For the foreseeable future, such triumph, though intolerable, remains plausible. For Iran and its intersecting proxies, attempts to avoid personal death by killing designated “others” will remain futile but consequential. While the legacy of Westphalia, the 1648 treaty creating modern international law, codifies reason and rejects anti-reason, almost no one pays any attention.

Regarding Pyongyang, the already-nuclear North Korea could sometime come to the aid of a still pre-nuclear Iran. Years back, it was North Korea that built a nuclear reactor for another Iranian ally, Syria. This reactor was subsequently destroyed by Israel’s September 2007 Operation Orchard, defined as “anticipatory self-defense” under international law.

Iran, as mentor to jihadist forces, represents the juridical incarnation of anti-reason. A state of Palestine would add power to these dissembling forces. Considered together as “synergistic,” Iran-Palestine could soon present Israel with an irremediable hazard.

What next? To deal with primal jihadist foes, enemies that lasciviously seek “power over death,” Israel’s only prudential strategy should be based on a deeper understanding of its enemies’ “whisperings of the irrational.” In carrying out its indispensable operations against Hezbollah, Jerusalem ought never to forget that its core adversary is the state of Iran, not any Iranian sub-state proxy. For Israel, keeping Iran non-nuclear should represent the most immediately overriding national security obligation.

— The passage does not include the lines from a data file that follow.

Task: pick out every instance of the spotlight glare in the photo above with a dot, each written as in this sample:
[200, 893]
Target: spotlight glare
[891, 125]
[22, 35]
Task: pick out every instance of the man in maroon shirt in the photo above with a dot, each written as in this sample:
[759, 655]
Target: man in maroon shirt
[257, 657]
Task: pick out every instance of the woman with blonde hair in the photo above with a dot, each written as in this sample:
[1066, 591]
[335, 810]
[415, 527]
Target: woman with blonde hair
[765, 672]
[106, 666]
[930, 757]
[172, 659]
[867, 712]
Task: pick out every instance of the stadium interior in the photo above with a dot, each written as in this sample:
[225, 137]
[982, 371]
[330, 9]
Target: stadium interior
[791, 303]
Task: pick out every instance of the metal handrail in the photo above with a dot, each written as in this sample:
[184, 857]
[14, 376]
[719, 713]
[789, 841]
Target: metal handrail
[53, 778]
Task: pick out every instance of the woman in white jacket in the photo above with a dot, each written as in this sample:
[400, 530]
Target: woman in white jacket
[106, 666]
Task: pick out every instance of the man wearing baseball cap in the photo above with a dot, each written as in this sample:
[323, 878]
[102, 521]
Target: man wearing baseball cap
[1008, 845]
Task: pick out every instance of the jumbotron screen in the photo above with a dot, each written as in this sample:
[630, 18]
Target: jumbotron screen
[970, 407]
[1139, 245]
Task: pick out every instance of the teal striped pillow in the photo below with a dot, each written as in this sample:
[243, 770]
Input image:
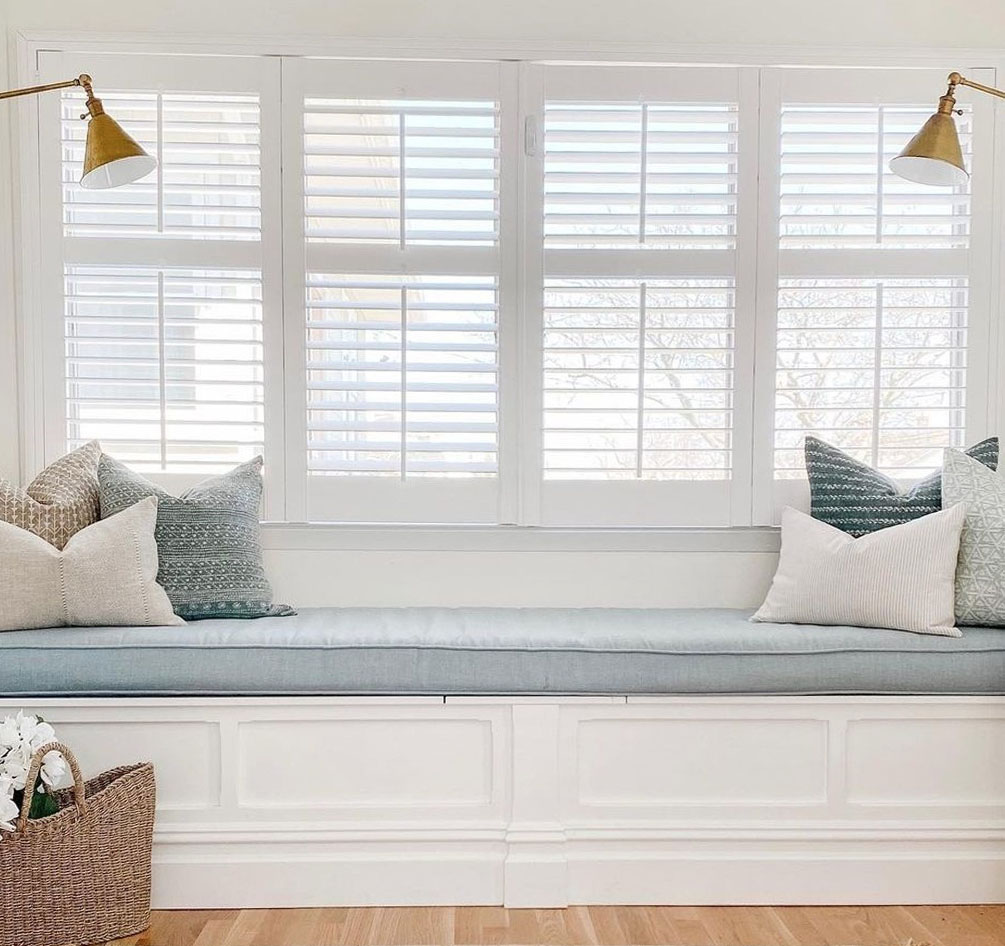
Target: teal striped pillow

In considering wider political or diplomatic concessions to Iran or other jihadist enemies, Jerusalem should bear in mind that enemy operations (both war and terror) are never truly about ending an alleged “occupation” or legitimizing Palestinian sovereignty. A Palestinian state could never satisfy Iran or kindred Islamist adversaries. Instead, it would become a “force-multiplying” peril of potentially existential magnitude.